“It’s the snakes and ladders thing,” says Gabriel Hartley when we retreat to a quiet corner during his buzzing private view at Pippy Houldsworth Gallery to discuss the brand new works assembled. The London-based artist relates the ladder motif, recurrent in the exhibited works such as Lax and Ladder (both 2014), to “the idea of fate… moving towards something, and then sometimes it will fall back. It’s kind of like a painting analogy.”
It’s telling that the most prominent iconographic trope within this body of work loops us back into the process of making. Everything about the exhibition is redolent of process and the works on show are united by a palpable joy in materiality. When I ask Pippy Houldsworth if she’s visited the artist’s studio she grins as she describes surfaces thick with paint.
Hartley has always been both a sculptor and a painter, and the two practices are intimately connected in his work. A close kinship is discernible here—both paintings and sculptures are characterized by a rich, textural quality that makes you want to reach out and touch. Coloring is complex in both cases. Bright neons leap out yet a long process of layering and removing paint creates an overall effect that is steady, integrated, and controlled. In fact, the relationship goes beyond mere appearance. Hartley has used the foam off-cuts from which the sculptures are made as stamps to press snaking forms onto some of the canvases. The foam is later cast through a process of freezing in resin.
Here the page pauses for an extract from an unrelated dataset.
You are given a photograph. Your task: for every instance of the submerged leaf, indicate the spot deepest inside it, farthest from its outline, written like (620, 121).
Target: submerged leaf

By showing the paintings and sculptures side by side, the exhibition draws out the solidity of the paintings and the linearity of the sculptures, positioning them as two sides of a coin, and as interlinked facets of a very particular vision.
Hartley’s dynamic, textural abstractions draw comparisons with his 20th-century forebears. When asked whether there are particular movements or artists with whom he finds an affinity he names Josef Beuys, who also employed the ladder as a symbolic device in his work, and Dieter Roth, saying he is drawn to artists with “scatalogical” tendencies in their work. I mention Abstract Expressionism and Hartley concurs; of course, monumental canvases such as Lozenges (2014) and Phase (2014) inevitably make that reference. “Either Pollock or Monet,” he says after a pause, alluding of course to the latter’s huge waterlily paintings. It’s a reference that initially takes you by surprise, but sit with it a while and it makes sense. The vigorous, dancing compositions and flashes of fluorescence that bring power and energy to these works are tempered by compositional care and a deft and subtle use of color. Up the ladders and down the snakes, a balance of sorts is maintained.